Arrêtons-nous enfin sur la question du journalisme juridique en partant des États-Unis, ce qui, somme toute, est logique, compte tenu du statut mythologique du « journalisme américain » (expression discutablement holiste) depuis l’affaire du Watergate. Dans le contexte américain, les journalistes juridiques travaillent, pour certains, comme rédacteurs de publications juridiques tournées vers les professionnels (il en existe en France) et, pour d’autres, comme rédacteurs pour la presse générale (il n’y a pas de grande agence de presse, de grand journal, de grande chaîne de télévision qui n’aient pas de journaliste accrédité auprès de la Cour suprême, auprès du Département de la justice, etc. ; il n’y a pas de grand journal régional qui n’ait pas de journaliste accrédité à la Cour suprême de l’État…). C’est cette seconde catégorie de journalistes juridiques qui n’existe pas vraiment en France alors que c’est elle qui, par exemple, introduit dans le débat public accueilli par les journaux, les radios et les télévisions, du matériau intellectuel tiré de sa lecture et de sa connaissance, d’une part, des essais juridiques (catégorie éditoriale surplombante et distinctive du juriste universitaire ou praticien aux États-Unis (V. art. du Blog Dalloz), où les manuels sont infiniment plus rares qu’en France), d’autre part, des articles de revues juridiques savantes ou non.

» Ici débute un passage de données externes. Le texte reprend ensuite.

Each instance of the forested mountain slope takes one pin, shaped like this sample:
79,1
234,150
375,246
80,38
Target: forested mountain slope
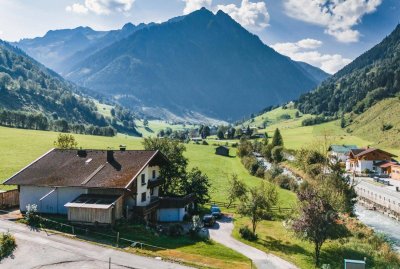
201,62
34,97
373,76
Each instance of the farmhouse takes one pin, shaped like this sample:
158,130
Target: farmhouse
98,186
222,150
395,172
368,160
340,153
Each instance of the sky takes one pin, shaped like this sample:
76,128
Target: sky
325,33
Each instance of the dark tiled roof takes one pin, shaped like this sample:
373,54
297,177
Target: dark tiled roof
361,152
89,169
176,202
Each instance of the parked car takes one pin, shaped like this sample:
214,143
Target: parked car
208,220
216,212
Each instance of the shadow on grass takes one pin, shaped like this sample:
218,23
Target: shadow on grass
281,246
335,256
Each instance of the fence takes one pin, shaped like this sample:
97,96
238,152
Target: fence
111,237
9,199
233,205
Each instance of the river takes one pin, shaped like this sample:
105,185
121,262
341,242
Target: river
380,223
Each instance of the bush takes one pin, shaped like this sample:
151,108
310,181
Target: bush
175,229
31,216
247,234
7,245
286,182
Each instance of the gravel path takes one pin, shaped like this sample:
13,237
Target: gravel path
38,249
222,233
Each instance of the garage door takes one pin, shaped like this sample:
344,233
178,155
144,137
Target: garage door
168,214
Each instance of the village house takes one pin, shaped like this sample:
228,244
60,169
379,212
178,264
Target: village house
99,186
369,160
340,153
395,172
222,150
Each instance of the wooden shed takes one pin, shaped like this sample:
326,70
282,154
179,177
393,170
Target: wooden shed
222,150
95,209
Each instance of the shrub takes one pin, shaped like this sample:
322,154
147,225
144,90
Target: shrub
285,117
386,127
286,182
247,234
175,229
31,216
7,245
260,172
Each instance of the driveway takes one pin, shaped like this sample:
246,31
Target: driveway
222,233
38,249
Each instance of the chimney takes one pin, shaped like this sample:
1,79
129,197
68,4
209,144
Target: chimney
110,156
82,153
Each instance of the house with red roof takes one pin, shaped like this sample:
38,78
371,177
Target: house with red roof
99,186
369,160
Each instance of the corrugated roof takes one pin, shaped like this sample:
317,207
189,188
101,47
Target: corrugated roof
59,168
342,148
93,201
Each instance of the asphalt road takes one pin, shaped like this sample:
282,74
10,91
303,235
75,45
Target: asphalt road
222,233
38,249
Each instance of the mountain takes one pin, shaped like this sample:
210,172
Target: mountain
34,97
373,76
317,74
202,62
62,49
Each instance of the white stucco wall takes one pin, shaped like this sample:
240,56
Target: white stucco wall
148,172
53,203
170,214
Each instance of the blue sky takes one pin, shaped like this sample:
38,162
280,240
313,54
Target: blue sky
325,33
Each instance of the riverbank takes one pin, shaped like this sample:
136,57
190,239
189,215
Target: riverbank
380,223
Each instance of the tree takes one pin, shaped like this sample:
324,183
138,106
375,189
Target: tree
237,189
245,148
205,132
177,180
220,134
277,139
65,141
258,203
342,122
198,184
276,154
175,171
317,221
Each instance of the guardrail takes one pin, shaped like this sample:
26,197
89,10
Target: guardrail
9,199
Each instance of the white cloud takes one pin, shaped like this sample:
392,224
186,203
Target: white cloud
337,16
77,8
309,43
304,51
252,15
192,5
101,7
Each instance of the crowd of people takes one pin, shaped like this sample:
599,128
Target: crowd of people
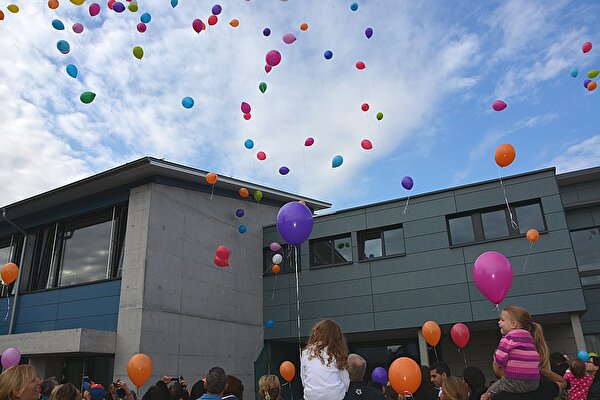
522,363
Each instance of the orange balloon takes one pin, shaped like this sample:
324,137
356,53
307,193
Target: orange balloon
212,178
9,273
532,235
404,375
505,154
431,332
139,369
287,370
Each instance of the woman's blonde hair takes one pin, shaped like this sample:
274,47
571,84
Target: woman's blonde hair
523,318
327,334
16,377
269,387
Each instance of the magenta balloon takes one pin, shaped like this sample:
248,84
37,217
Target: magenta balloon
10,357
273,58
492,274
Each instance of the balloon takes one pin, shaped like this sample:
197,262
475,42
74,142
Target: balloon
273,58
138,52
223,252
72,71
366,144
10,357
288,38
287,370
581,354
275,246
94,9
431,332
498,105
532,235
187,102
211,178
58,25
294,223
269,324
9,273
405,375
337,161
379,375
87,97
460,335
139,369
493,274
505,154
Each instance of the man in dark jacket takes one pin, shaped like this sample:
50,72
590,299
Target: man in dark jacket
357,366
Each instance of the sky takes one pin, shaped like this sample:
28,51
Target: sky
433,69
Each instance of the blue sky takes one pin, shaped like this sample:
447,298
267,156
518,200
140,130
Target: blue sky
433,68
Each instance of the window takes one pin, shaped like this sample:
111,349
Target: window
331,251
495,223
382,242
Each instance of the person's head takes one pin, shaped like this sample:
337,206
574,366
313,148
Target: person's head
216,381
20,383
514,317
439,372
269,387
234,387
327,334
454,388
357,366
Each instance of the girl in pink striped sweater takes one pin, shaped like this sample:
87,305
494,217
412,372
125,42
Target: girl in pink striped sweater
522,353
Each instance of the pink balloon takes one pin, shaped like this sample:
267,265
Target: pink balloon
273,58
492,274
288,38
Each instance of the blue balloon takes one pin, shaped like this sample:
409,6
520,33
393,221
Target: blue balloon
187,102
58,25
72,71
337,161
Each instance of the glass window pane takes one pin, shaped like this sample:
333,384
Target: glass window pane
461,230
494,224
586,244
394,241
530,217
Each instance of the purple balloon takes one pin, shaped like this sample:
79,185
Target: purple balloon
294,222
10,357
380,375
492,274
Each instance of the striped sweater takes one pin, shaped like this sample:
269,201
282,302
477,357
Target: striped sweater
518,356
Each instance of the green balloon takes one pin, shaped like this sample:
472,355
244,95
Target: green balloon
87,97
138,52
262,87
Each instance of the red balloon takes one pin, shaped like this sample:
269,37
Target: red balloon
460,335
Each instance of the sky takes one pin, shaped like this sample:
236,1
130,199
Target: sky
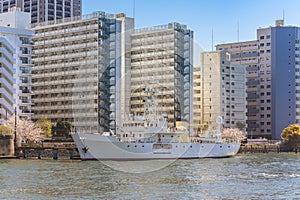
204,17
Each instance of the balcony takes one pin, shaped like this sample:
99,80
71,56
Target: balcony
253,68
253,82
252,96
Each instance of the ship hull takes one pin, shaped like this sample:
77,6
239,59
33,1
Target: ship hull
98,147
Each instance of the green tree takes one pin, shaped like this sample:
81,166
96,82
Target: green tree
46,126
4,130
291,136
62,128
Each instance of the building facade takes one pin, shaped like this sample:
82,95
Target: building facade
197,114
161,60
45,10
14,27
223,91
7,91
247,54
77,64
272,79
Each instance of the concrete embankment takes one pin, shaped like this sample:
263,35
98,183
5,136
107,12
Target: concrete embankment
47,153
260,148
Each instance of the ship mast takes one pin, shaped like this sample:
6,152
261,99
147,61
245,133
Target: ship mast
150,105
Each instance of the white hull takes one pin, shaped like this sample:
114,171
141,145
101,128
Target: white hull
98,147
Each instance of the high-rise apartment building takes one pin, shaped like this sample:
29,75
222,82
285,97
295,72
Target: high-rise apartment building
272,79
7,61
197,100
14,27
45,10
77,67
223,90
247,54
161,59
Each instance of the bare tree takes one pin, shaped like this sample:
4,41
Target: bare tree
233,134
27,130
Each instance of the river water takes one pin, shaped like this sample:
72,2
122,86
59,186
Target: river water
245,176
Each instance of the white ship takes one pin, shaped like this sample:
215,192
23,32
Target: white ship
148,137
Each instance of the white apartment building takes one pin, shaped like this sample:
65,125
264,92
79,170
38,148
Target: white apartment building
161,59
223,90
7,61
14,27
197,101
77,67
247,54
44,10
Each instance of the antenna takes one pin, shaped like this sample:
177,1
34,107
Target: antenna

De fait, ce sont ces journalistes juridiques des grands journaux et des grandes chaînes de télévision qui convient dans les colonnes de leurs journaux ou sur leurs plateaux les opinions juridiques des universitaires ou des praticiens. Au demeurant, il nous semble que, dans une société à forte culture du procès et des « opinions séparées » comme les états-Unis, ces journalistes juridiques conçoivent « naturellement » qu’il y ait presque toujours des analyses contradictoires, lorsqu’en France, le fait de dire qu’il existe plusieurs « possibilités » disponibles pour le juge (ou le législateur) vous vaut d’être analysé par le journaliste comme voulant « faire un cours d’amphi ». Et puis, dans une société plus démocratique (ou moins « aristocratique ») comme les états-Unis, les journalistes sont moins attirés par le « statut » ou la position institutionnelle de celui qui parle que par le point de vue qu’il apporte : « Vous auriez en France quelqu’un comme Richard Posner », nous disait un jour ironiquement un ami américain francophile, « il serait seul à être interviewé à la radio et à la télévision sur tout ce qui touche au droit et vous seriez dans des débats sans fin sur la date de sa nomination au Conseil constitutionnel ».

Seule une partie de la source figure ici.